Wal-Mart has been trying to nail down a New York City location for years, and they're so desperate for one now that they're even willing to be flexible about the bare minimum square footage they usually require for stacking mountains of toilet-paper packs and car-size boxes of Cheerios. Why, you might ask, do we need a Wal-Mart in New York City? None of us have cars to transport bulk-size items, nor do we have enough room in our apartments to keep them. And we'd never go there for cheap clothes when there are Forever 21's popping up everywhere we turn.
Well, Wal-Mart is undeterred by our lack of interest. Having "saturated" the suburbs, WWD reports, they must now break into urban markets if they are to continue growing in the U.S. There are dozens of Wal-Marts right outside of New York City, where city residents spend $165 million annually. In order to chase after these customers, the company is planning to launch a bunch of much smaller "Neighborhood" stores in urban areas around the country, including one in Spring Creek, Brooklyn.

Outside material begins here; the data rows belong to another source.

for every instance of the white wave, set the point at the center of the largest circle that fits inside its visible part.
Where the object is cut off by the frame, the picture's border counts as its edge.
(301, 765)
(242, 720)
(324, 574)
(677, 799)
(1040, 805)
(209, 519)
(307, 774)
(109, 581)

City Council speaker Christine Quinn is strongly opposed to the idea, however: "Wal-Mart is still the company with the worst record on gender discrimination lawsuits. Their labor practices are in no way near the standards we have in New York City," she explained. Wal-Mart director Steven Restivo argued that they "have a very similar business model" to Target, which has locations in Queens, Brooklyn, Harlem, and the Bronx. A hearing to discuss the proposed Wal-Mart store will be held on January 12.